Mexican President’s Ally Threatens Members of Electoral Body
(Bloomberg) -- A close ally of Mexican President Andres Manuel Lopez Obrador has threatened members of the country’s electoral body over his disqualified governorship candidacy, a sign of growing political tensions less than two months before key midterm elections.
Felix Salgado Macedonio, whose candidacy for governor of the state of Guerrero was annulled last month by electoral authority INE after missing a campaign finance deadline, said he will go after seven members of the body if he isn’t reinstated.
Supporters and members of the ruling Morena party, founded by Lopez Obrador, have been camping outside the INE offices in Mexico City for days, demanding that the politician be put back in the governor race.
“If they don’t vindicate themselves, we tell them at once: we will find all seven, we will look for them,” Salgado told about a hundred of these supporters on Monday.
On top of Salgado and Raul Moron, who was running for governor of the state of Michoacan, INE also revoked the candidacies of 61 other politicians running for municipal jobs on the June 6 election, 42 of them from Morena.

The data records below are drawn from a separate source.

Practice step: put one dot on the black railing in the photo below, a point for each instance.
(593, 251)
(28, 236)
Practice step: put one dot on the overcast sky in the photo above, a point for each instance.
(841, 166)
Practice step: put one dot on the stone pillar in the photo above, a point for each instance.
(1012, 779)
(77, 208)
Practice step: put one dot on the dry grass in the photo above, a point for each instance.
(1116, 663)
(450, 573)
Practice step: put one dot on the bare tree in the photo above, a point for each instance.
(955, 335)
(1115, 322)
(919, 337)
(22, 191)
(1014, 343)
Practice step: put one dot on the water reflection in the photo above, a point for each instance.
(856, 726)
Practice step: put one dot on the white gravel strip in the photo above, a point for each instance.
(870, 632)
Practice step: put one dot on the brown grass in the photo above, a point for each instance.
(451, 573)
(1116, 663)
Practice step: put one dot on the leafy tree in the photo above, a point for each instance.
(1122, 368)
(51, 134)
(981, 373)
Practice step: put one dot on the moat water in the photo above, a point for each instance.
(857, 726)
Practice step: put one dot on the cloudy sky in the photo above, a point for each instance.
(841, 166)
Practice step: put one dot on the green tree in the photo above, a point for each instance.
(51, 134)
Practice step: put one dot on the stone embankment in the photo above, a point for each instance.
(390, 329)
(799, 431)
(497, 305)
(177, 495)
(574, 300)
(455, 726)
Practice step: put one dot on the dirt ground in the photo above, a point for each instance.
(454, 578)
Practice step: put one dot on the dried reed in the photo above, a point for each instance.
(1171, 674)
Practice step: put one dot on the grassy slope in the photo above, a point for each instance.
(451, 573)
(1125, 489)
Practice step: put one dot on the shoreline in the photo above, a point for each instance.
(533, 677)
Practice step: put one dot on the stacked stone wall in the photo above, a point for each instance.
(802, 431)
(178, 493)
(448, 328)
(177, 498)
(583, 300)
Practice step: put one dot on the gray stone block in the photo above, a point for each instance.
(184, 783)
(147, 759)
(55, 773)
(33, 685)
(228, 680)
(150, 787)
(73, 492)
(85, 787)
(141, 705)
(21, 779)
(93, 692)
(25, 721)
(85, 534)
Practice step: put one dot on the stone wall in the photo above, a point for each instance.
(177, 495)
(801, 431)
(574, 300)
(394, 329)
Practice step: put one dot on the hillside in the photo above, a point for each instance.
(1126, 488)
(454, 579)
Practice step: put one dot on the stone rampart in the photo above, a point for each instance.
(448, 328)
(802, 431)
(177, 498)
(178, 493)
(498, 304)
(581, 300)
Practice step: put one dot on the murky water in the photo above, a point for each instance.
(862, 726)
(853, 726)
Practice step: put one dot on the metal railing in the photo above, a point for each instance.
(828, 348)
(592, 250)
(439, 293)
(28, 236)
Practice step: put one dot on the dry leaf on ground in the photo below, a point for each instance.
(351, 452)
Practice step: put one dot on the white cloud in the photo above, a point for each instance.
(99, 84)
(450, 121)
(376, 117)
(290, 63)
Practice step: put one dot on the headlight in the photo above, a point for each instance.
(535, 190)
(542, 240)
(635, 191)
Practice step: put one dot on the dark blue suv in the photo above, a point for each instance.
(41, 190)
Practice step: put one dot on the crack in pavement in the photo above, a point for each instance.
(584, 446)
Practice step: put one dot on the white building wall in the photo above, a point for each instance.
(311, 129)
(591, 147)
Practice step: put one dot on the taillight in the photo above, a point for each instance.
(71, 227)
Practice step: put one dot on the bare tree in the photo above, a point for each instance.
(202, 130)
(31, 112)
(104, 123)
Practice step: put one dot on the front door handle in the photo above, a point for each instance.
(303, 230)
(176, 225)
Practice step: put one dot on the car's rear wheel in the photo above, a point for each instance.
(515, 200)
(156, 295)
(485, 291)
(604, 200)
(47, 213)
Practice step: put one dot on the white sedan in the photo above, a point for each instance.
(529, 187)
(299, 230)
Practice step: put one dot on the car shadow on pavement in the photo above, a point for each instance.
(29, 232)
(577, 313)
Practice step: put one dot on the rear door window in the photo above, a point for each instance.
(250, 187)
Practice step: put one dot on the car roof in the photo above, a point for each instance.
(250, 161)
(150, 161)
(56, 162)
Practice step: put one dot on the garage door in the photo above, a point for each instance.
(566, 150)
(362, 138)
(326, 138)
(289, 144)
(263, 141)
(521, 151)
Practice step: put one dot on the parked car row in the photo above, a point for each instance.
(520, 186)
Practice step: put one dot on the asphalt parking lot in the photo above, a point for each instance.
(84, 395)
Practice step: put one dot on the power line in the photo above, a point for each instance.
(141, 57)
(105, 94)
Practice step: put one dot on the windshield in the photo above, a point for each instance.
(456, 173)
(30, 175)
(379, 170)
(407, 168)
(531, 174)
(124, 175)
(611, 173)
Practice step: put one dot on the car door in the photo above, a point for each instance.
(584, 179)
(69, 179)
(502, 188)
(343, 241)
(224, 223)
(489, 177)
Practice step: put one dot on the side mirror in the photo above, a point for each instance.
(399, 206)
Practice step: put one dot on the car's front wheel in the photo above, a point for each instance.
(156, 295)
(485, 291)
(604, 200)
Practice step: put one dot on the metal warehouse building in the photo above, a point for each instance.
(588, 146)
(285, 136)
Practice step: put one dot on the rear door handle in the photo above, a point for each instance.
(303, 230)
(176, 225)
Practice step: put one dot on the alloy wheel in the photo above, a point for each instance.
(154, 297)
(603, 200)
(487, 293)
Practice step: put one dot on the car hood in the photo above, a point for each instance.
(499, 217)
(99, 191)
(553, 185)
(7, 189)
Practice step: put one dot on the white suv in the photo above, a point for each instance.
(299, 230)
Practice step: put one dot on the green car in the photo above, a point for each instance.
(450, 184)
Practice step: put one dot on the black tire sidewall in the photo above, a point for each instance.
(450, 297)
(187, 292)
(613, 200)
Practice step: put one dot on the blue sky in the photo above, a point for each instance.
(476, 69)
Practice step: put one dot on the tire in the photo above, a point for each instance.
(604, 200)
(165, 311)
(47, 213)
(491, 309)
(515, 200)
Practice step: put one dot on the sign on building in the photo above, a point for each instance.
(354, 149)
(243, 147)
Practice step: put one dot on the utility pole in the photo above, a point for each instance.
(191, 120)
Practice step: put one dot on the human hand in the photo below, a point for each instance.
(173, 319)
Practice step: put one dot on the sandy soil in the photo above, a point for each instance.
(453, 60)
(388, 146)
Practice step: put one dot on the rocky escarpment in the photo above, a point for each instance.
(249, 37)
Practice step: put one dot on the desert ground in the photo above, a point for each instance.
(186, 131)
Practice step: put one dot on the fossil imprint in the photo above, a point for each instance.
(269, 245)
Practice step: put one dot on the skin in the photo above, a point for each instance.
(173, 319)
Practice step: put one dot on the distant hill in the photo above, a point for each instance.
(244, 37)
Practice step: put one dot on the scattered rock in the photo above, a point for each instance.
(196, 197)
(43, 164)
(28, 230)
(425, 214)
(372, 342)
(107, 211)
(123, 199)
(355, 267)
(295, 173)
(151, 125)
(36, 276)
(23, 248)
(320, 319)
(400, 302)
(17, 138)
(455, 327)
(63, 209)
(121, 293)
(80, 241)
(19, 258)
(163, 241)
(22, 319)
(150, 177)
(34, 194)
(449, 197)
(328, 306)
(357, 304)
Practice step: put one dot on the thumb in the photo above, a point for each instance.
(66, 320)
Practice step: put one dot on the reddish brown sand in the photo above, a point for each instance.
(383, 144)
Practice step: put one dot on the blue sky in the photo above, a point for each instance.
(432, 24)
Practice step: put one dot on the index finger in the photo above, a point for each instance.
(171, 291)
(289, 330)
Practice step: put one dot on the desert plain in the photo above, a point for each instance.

Salgado aimed his fury at INE president Lorenzo Cordova in particular.
“We will go see Cordova. Wouldn’t the people of Mexico like to know where Lorenzo Cordova lives, where is his house?,” he said. “He does not have a clue about what we are fighting for in Guerrero.”
Cordova said that despite the intimidation campaign from Salgado, INE members would stick to their principles and continue with their work.
Despite being ahead in the polls, Salgado has become an increasingly awkward ally for Lopez Obrador. He secured his candidacy for governor in February despite rape and sexual harassment accusations against him from at least five women, which has led to divisions within Morena. So far, the president has given his full support to Salgado while questioning the impartiality of INE.
Lopez Obrador criticized the electoral body during his Tuesday conference, saying removing Salgado’s candidacy was a disproportionate decision.
”Fine him but don’t take him the right to participate, it’s the people who has to decide,” the president said. “If he is a bad candidate, a bad citizen, the people will sanction him.”